# If you're hitching, quit bitching.



## JarnsSmellyFuck (Jan 11, 2010)

This is about my first time hitting the road.


I was sitting at my moms one beautiful autumn day, and out of nowhere my feet had gotten itchy for road. Well this had been occuring for some time now but I held off on it.
So the following night I got my gear together and started walking down the road heading toward the 74-N from NC to OH. I was waiting on the ramp for a good 2 hours flying my sign as the sun started to go down about ready to call it a night when I seen a car coming to hit the ramp. I stood up and flew my sign high, and the car actually stopped. I grabbed my gear and tossed it in the back.

I introduced myself as the guy did as well, even still I had my blade curled into my hand out of site. He began messing with the radio and asked me if I liked the music and I said yes ( even though I hated it ). Just as we got into VA he took a different exit and said he had to stop and piss. I started to get nervous when he pulled into a vacant lot down a dirt road, so as he got out to piss I did the same to stretch my legs.

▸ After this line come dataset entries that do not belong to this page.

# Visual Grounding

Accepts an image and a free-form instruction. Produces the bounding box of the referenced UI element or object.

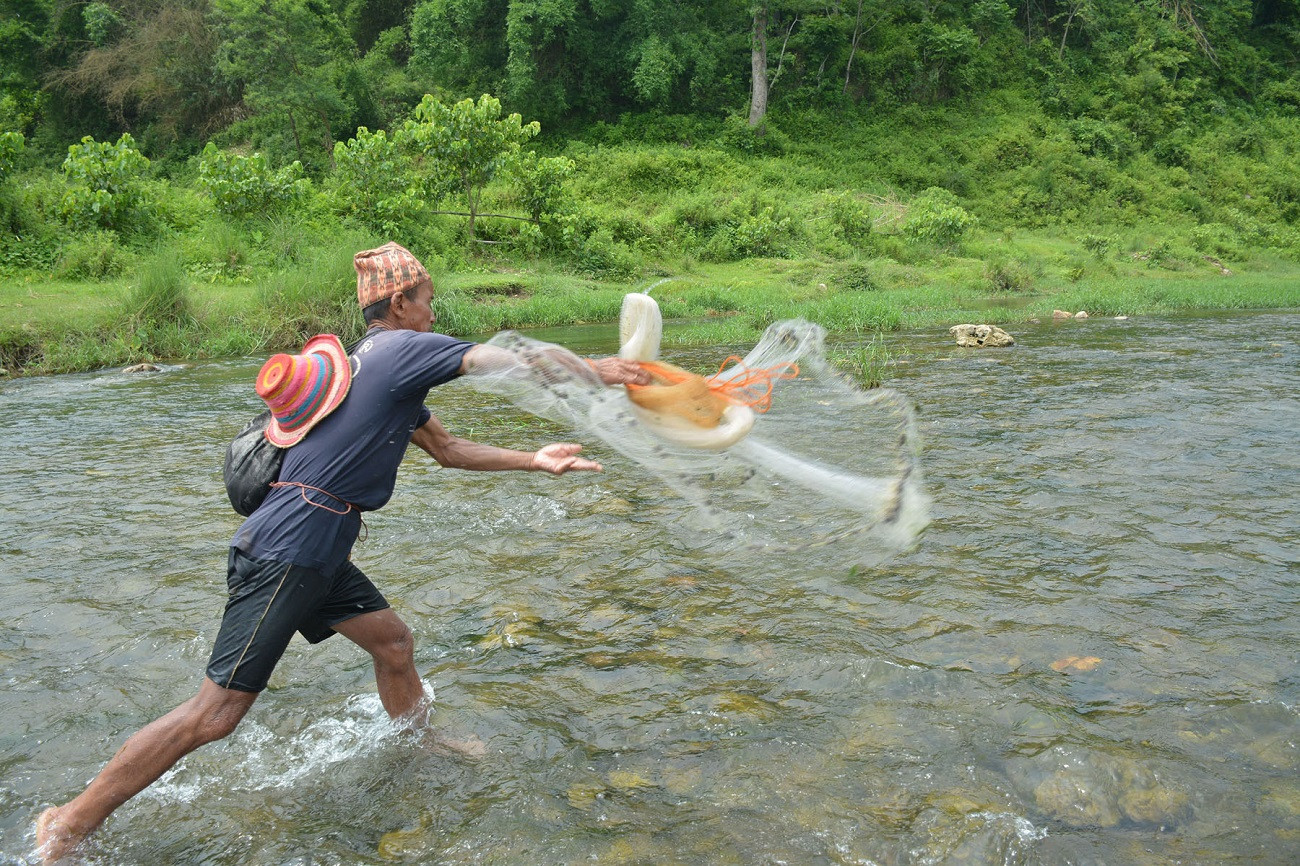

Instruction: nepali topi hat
[354,242,430,310]
[257,334,353,447]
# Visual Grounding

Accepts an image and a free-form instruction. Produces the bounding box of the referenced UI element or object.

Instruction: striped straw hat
[354,242,430,310]
[256,334,354,447]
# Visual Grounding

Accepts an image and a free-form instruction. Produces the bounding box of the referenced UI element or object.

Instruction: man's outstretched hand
[588,357,652,386]
[530,443,603,474]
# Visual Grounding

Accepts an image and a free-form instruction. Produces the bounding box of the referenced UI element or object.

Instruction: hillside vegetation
[1,1,1297,373]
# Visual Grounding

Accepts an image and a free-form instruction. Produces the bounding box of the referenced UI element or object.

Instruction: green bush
[59,134,152,233]
[825,191,873,245]
[838,262,877,292]
[512,151,575,223]
[700,226,740,263]
[576,227,636,278]
[716,114,788,155]
[735,206,793,258]
[197,143,307,220]
[256,240,369,345]
[984,255,1034,292]
[330,127,418,234]
[1078,233,1118,259]
[1188,223,1243,260]
[55,230,128,279]
[0,130,23,182]
[125,248,192,327]
[182,218,251,281]
[902,187,978,250]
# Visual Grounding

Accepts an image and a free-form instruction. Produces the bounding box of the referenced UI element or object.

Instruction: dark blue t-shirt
[232,327,474,571]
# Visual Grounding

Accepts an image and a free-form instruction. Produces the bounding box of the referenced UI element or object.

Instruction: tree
[331,126,418,232]
[59,132,151,231]
[0,129,23,181]
[748,3,768,126]
[0,0,50,131]
[409,0,508,97]
[197,142,307,219]
[402,93,539,240]
[213,0,361,168]
[46,1,235,147]
[747,1,812,127]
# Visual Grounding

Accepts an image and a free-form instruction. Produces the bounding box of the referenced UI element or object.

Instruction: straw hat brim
[264,334,354,447]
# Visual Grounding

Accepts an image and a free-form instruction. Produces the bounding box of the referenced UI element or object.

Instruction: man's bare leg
[333,609,484,756]
[332,608,427,723]
[35,678,257,863]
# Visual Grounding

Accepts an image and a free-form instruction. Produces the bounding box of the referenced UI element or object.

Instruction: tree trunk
[748,4,768,128]
[845,0,864,94]
[286,107,304,165]
[463,168,476,241]
[316,109,336,170]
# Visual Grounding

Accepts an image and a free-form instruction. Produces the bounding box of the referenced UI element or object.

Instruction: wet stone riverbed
[0,310,1296,864]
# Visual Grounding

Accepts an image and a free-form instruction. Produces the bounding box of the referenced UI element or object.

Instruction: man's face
[396,281,435,332]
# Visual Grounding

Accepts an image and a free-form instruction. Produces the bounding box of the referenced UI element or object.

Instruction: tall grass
[125,247,193,327]
[831,333,896,389]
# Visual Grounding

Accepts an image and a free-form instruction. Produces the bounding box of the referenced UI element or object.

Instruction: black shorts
[206,548,390,693]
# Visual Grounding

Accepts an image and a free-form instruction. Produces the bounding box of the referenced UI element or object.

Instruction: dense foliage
[0,0,1297,318]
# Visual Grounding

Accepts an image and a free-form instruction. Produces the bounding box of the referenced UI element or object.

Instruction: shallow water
[0,311,1296,864]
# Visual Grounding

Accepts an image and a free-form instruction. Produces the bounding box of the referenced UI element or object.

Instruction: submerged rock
[1025,746,1189,829]
[949,324,1015,348]
[1034,772,1123,827]
[908,800,1047,865]
[122,363,162,373]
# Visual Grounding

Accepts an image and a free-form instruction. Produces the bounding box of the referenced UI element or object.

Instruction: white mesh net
[460,302,929,569]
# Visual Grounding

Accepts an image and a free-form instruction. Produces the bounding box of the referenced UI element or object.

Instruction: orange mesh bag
[626,362,730,428]
[625,358,798,429]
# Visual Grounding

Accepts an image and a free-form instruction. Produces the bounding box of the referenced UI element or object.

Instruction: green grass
[3,240,1298,377]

Just then he came back over put his hand on my shoulder and said "I bet that bag hurts your back don't it?". Naturally I said yes and began to flip out my blade just as he began rubbing my back, just as I had decided to let it slide his hand went down with the quickness and he said "let me touch your dick" at about that time I swung my blade and caught his arm with it. He races around gets in his truck and speeds off, luckily I managed to grab my gear before he did. 

Needless to say I made it to a truck stop the next morning and caught a pleasant straight shot ride with a trucker all the way to OH. All in all the moral is, always expect the unexpected.


----------



## wildboy860 (Jan 11, 2010)

damn dude... that kinda sucks for your 1st ride, but hey... atleast you were prepared for it!


----------



## JahDucky (Jan 11, 2010)

And you kept on a keepin on...thats important.


----------



## JarnsSmellyFuck (Jan 11, 2010)

Damn right, I never give up.


----------



## anywhere_but_here (Jan 11, 2010)

yay for creepy douche bag rides. I've had a couple myself


----------



## mksnowboarder (Jan 13, 2010)

So you just up and cut the dude? That's cool, but be careful doing that. If he had gone to the cops, you wouldn't be able to claim self defense, and would probably have ended up getting a few felony charges.

That being said, I understand how it would be tempting to just start whiling out on a creeper like that.

mike


----------



## rezmutts (Jan 13, 2010)

no shit, sounds fucked up.. I usually carry a knife when i hit the road too..


----------



## Tad (Jan 19, 2010)

yeah I've had a few creepy rides, but when they start hinting at things and I make it CLEAR I want none of it they stop. it's weird that every single time I've had a creepy ride it was old dudes. and right after I say "No, not into that" they suddenly remember they have an errand to run and drop me off at the next exit (which is good)


----------